「フジ系アニメのお節料理」虐殺器官 いぱねまさんの映画レビュー(感想・評価)
フジ系アニメのお節料理
いわずとしれた『ノイタミナ』レーベルの作品。いろいろ紆余曲折を経ての完成である。原作未読なので、あくまでも映画作品としての感想なのだが、色々なテーマが、今まで観てきたこの手のSFサイコサスペンス系のジャンルとしての重箱をギッチリと詰め込んだ、ラーメン二朗もびっくりな『マシマシ』な感じに仕上がっている。原作発表がもっと昔ならば、これが元で、他の映画がこれをモチーフにしたのではないだろうか、そこはよく分からない。それ程、どっちが先か後かは置いておいて、概視感が付きまとうプロットではある。

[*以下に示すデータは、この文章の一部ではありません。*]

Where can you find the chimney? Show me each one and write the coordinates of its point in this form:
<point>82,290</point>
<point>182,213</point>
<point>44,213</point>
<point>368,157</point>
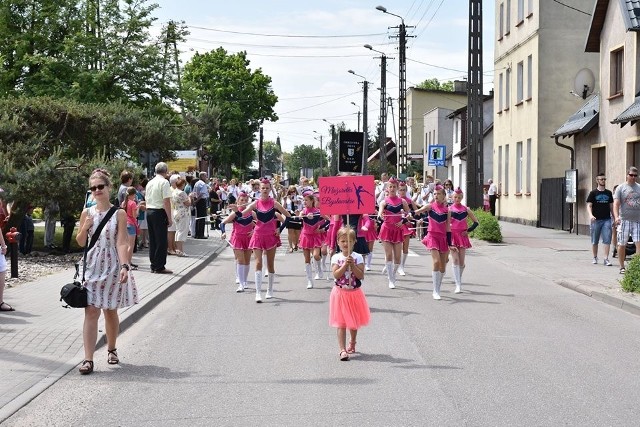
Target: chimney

一人の人間が世界を動かしているという、今流行りの『オルタナファクト』からの日本人が好きそうな発想から、他の要素も織込んでのターボ感がかかるのだが、しかし、結末に向かうにつれ、段々雑になる人間関係の変化や、ストーリー展開の崩壊とまではいかなくても、スッキリとは結びつかない、いわゆる腑に落ちない流れも、少々落胆な感情を持ってしまう。大風呂敷を広げて、ここから回収するといっても、収拾が付かないような。。。 とりもなおさず、専門用語の連発で、それがどれ位作品としてのフリなのかもよく分からず、乗りこなせず落とされてばかりのロデオショーなイメージだ。
もう少し、テーマやギミック、ファクター等を丁寧に編集願えればなぁと、思ってたら、そう、これは映画じゃなく、それこそ『ノイタミナ』枠で、1クールで、じっくり放送したらいいのにと思う。それかOVA。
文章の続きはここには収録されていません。